“Amazing Grace”, a music documentary film which was shot by Sydney Pollack in 1972 but then had been kept in vault for more than 40 years due to not only technical problems but also legal issues, is amazing indeed. Even though you have no particular background knowledge on Aretha Franklin and R&B or gospel music like me, you will soon appreciate what an extraordinary singer Franklin was, and you may also find yourself swaying along with the spirited excitement generated by Franklin and others around her on the screen.
At the beginning, we see people gathering at the New Temple Missionary Baptist Church in LA during the evening of January 13th, 1972. Around that time, Franklin reached to the height of her career with a series of famous R&B hit songs such as “Respect” and “I Never Loved a Man (The Way I Love You)”, and she decided to take a forward step into gospel music, which was incidentally the main musical background of her early years when she grew up under her father Reverend C. L. Franklin. Accompanied by the Southern California Community Choir and Reverend James Cleveland, she performed in front of a bunch of audiences at the New Temple Missionary Baptist Church on January 13th and 14th, and the live recording of this two-day performance of hers was later turned into her 1972 album “Amazing Grace”.
In the meantime, she and her album producers also collaborated with Warner Brothers for making a concert film based on this two-day performance of hers. Pollack, who was still establishing his filmmaking career around that time, was hired to film the whole recording process with five 16mm film cameras, and he and his crew members came to shoot no less than 20 hours of footage, but there was one big unfortunate problem. Due to his inexperience with making music documentary films, he happened to shoot without clapper boards snapping shut at the beginning of each take to help synchronize sound and picture in post-production, and, once it seemed that there was not any possible way to salvage the project before the release of Franklin’s album, Warner Brothers decided to abort the production while shelving the footage in its vault.
Since that regrettable happening, Pollack had often tried to solve the technical problems of the film and then release it during next 35 years, but he did not have enough time for that as often busy with making or producing other films, and he eventually handed it to producer Alan Elliott before his death in 2007. Elliott subsequently completed its post-production, but then, alas, he came across another problem due to a legal dispute with Franklin herself, who did not allow the film to be released until her recent death in last year.
In the end, the film was released in New York City during last November after Franklin’s family gave a permission for that and later released worldwide early in this year, and I can assure you that it is one of the most memorable music documentary films I have ever watched during last several years. Although it surely often looks rather plain and grainy in terms of technical aspects, it goes without saying that Franklin shines whenever she holds the center of the screen, and you may wonder why the hell she refused to have the film released in public, because, as far as I can see, there is nothing she would be ashamed of in the film.
I must confess that I only remember her for her cameo appearance in “The Blue Brothers” (1980), but Franklin left a considerable impression on me nonetheless when I watched that film in 1994, and “Amazing Grace” certainly showed me more of her authentic talent and star quality.

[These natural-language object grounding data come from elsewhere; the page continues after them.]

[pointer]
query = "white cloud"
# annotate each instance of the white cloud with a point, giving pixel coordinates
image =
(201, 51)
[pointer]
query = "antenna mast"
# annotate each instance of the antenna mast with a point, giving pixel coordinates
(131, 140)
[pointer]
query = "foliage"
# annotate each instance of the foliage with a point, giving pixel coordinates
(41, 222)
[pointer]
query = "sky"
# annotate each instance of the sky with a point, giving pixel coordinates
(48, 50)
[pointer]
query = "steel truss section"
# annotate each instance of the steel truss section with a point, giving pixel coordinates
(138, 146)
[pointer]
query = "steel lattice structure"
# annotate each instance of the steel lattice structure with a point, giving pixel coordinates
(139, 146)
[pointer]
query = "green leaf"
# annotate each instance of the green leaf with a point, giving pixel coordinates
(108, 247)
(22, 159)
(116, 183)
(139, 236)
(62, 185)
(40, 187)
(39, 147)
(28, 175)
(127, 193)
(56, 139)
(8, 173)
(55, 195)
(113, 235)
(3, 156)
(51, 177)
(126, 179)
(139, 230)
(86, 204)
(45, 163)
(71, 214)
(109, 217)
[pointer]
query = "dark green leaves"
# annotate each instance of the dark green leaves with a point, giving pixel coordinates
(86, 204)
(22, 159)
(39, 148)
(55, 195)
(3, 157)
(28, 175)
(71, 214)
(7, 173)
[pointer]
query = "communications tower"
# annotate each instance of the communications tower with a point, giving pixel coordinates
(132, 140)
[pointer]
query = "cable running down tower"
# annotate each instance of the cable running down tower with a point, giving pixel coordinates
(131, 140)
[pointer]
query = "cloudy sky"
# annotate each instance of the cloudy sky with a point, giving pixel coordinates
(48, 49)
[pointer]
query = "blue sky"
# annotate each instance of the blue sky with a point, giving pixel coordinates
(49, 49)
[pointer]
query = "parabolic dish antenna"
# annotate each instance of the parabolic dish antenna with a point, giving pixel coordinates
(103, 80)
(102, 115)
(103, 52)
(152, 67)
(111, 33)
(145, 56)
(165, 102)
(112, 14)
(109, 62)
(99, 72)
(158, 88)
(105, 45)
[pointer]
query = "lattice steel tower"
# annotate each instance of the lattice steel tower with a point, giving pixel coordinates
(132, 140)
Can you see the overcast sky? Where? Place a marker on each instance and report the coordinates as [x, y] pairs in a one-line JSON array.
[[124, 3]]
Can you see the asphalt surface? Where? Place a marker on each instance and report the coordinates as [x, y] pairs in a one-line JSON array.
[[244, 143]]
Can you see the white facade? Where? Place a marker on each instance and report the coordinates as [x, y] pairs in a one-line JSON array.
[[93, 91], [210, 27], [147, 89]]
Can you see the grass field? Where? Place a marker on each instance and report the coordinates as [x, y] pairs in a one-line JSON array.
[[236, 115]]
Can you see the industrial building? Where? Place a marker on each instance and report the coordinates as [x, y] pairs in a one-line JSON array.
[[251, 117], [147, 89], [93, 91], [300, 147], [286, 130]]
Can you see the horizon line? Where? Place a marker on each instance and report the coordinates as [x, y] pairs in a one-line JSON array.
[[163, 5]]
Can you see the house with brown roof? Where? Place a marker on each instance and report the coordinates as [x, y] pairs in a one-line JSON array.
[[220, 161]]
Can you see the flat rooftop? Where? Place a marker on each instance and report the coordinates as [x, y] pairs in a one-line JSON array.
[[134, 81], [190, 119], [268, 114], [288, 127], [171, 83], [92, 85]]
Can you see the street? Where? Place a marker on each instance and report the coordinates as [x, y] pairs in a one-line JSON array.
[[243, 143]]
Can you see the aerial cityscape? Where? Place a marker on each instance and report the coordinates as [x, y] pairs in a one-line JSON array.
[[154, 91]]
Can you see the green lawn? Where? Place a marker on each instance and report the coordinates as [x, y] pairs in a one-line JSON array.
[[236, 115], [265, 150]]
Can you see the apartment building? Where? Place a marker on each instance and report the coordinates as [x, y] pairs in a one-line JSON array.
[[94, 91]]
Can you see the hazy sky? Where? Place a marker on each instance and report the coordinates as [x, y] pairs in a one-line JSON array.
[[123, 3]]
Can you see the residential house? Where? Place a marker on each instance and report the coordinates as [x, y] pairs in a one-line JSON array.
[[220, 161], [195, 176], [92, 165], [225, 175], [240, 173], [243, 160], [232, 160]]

Although the beginning of the first day of the performance feels rather modest at first, it does not take much time for her to grab my attention with the opening song, and then everything goes smoothly for her and her accompanying musicians and singers, while the audiences enthusiastically go along with that.
At the end of the first day of the performance, everything culminates to that famous gospel song known well to many of you. It is really wonderful to watch Franklin singing all the way for delivering the mood and spirit of the song, and, like those audiences in the film, we cannot help but be swept by what is palpably conveyed by her powerful singing voice.

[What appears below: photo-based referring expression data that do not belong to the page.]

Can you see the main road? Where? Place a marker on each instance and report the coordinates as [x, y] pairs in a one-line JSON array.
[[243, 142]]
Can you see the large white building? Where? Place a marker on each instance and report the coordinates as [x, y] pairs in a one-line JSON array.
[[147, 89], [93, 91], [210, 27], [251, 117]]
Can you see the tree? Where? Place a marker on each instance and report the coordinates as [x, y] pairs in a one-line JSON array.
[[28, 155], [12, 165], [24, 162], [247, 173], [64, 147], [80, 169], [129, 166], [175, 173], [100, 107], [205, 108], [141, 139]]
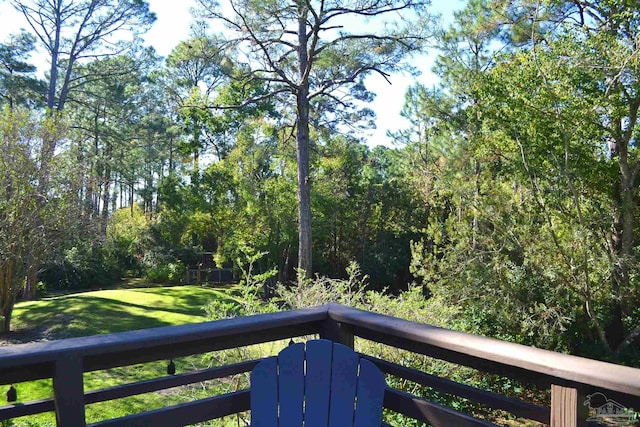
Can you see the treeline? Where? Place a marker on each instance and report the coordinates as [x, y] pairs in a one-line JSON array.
[[512, 195]]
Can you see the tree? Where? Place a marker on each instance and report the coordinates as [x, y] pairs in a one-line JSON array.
[[23, 224], [319, 54], [18, 85], [72, 32]]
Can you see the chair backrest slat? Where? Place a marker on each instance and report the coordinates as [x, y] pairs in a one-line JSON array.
[[318, 382], [291, 385], [264, 393], [326, 384], [344, 373]]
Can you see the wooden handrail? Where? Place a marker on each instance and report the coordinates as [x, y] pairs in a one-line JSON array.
[[543, 366], [568, 377]]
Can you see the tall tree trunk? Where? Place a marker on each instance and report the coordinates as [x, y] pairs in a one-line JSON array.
[[303, 141]]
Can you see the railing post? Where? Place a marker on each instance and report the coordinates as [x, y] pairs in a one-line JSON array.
[[567, 407], [68, 391], [337, 332]]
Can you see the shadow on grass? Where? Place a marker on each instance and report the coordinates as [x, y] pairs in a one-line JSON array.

This is surely the highpoint of the film, but, as Reverend Cleveland promises at the end of first day of the performance, the second day gives us more fun and excitement. Again, Franklin excites and enraptures her audiences, and the documentary amuses us a bit as spotting Mick Jagger and Charile Watts in the audiences, who were incidentally finishing their latest album in LA around that time. When Franklin’s father, who was invited along with Clara Ward, gives a summon around the end of the performance, the mood becomes a bit serious, but he delivers the summon with spirit and some sense of humor, and that is soon followed by the final song, which is performed with sheer gusto and abandon by Franklin and her singers and musicians.
On the whole, “Amazing Grace” provides us a vivid, exciting glimpse on one of Franklin’s many career highlights, and it is certainly worthwhile to watch even if you are not that familiar with Franklin and her career. Now I am considering checking out that album of hers, and you may have the same thought once you watch this excellent documentary.